A highly influential conservative policy group with strong ties to the fossil fuel industry plans to make repealing state renewable policies a “high priority” in the coming year, potentially raising the stakes for legislative elections across the country.
The American Legislative Exchange Council, or ALEC, promotes model legislation that’s drafted by committees of corporate sponsors and state lawmakers, who then work to pass the bills in multiple states.
“They can be devastatingly effective,” said Doug Klopp, deputy program director for Common Cause, a nonprofit government accountability group that tracks ALEC’s influence. “Their ability to take this bill and actually drive it into dozens of state legislatures is considerable.”
The group has been behind some of the country’s most divisive legislation in recent years, from voter identification laws to the Stand Your Ground gun policies. The battles have cost it some high profile corporate sponsors, but it still counts nearly 2,000 state lawmakers as members.
ALEC officially adopted its stance against renewable electricity standards on Oct. 18. Renewable standards require utilities to generate a certain percentage of power from renewable sources, usually phased in over several years.
The legislation ALEC is encouraging members introduce is called the Electricity Freedom Act. The organization provided a copy of the model legislation to Midwest Energy News. (Update: ALEC says it mistakenly provided us with an older draft of the model bill. The latest, final version is here. You may view the earlier version here.)
The bill says that wind and solar power are expensive and unreliable, and that forcing utilities to use renewables threatens electric grid reliability and will increase the cost of doing business through rate increases or higher taxes.
“What renewable energy mandates do is force electric utilities, and thus ratepayers, to integrate only a politically preferred choice of electricity generation, thus limiting choices,” Todd Wynn, ALEC’s energy, environment and agriculture task force director, said in an interview.
The proposal was written by an ALEC task force funded and comprised of representatives from major oil, gas and power companies, including BP, Chevron, ExxonMobil, Koch, and Shell.
Wynn cites several state economic studies, many produced by the American Tradition Institute (ATI), a free-market think tank that claims in Minnesota, for example, rates will skyrocket as much as 37 percent by 2025 because of the state’s renewable mandate.
The eye-popping predictions from ATI’s reports, however, don’t match the experience so far of most states and utilities. The reality is that the rate impact of renewable standards has been mixed but mostly modest, and in some states they appear to have helped keep prices down.
That’s according to interviews with several Minnesota utilities, as well as a policy paper by Richard Caperton of the Center for American Progress, who found 12 of 22 states with renewable standards saw rates rise slower relative to states without the policies.

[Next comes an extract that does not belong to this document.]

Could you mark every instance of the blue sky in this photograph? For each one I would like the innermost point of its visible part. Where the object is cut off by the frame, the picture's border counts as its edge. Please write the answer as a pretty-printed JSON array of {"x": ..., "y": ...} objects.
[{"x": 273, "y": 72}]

“I think there’s some debatable assumptions that they make,” said Caperton, who reviewed some of the studies cited by ALEC. They assume coal and natural gas prices will be very low and stable over time, and they don’t count any environmental benefit to society from renewables.
“Coal-fired power plants should cost us an extra 18 cents per kilowatt hour just for the health impacts, and we pay that — through our hospital bills,” Caperton said.
Natural gas is currently cheaper than most renewables, and coal has historically been, but forecasters, including a Chevron strategist last week, are beginning to speculate about the end of cheap gas and coal.
“I think it’s very short-sighted,” Joe Sullivan, a regional policy manager Wind on the Wires, said of the ALEC legislation. Wind on the Wires is a St. Paul-based policy group that works on wind energy and transmission issues, and is a member of RE-AMP, which also publishes Midwest Energy News.
Sullivan said wind power has proven to be cost effective for utilities — a point backed up by some utilities themselves. Minnesota’s largest utilities have said they would have added wind power in recent years regardless of the state’s mandate.
To that point, Wynn said that’s fine. Utilities can make that choice. “ALEC does not oppose renewable energy in any way,” he said. “We are simply opposed to mandates which force electric utilities, and thus ratepayers, to provide these energy sources over other sources.”
Twenty-nine states have adopted renewable standards, and several of them were passed under leadership from Republican governors, such as Minnesota’s under Gov. Tim Pawlenty.
Sullivan said the policies still have a good level of bipartisan support. Lawmakers who represent districts with wind operations tend to support the mandates, which may help protect them from repeal attempts.
Klopp, of Common Cause, said renewable advocates should be worried. ALEC’s proposal is “out to do one thing, and that’s to maximize the profits of fossil fuel industry and eliminate renewables from competition. I don’t see where the freedom is in that.”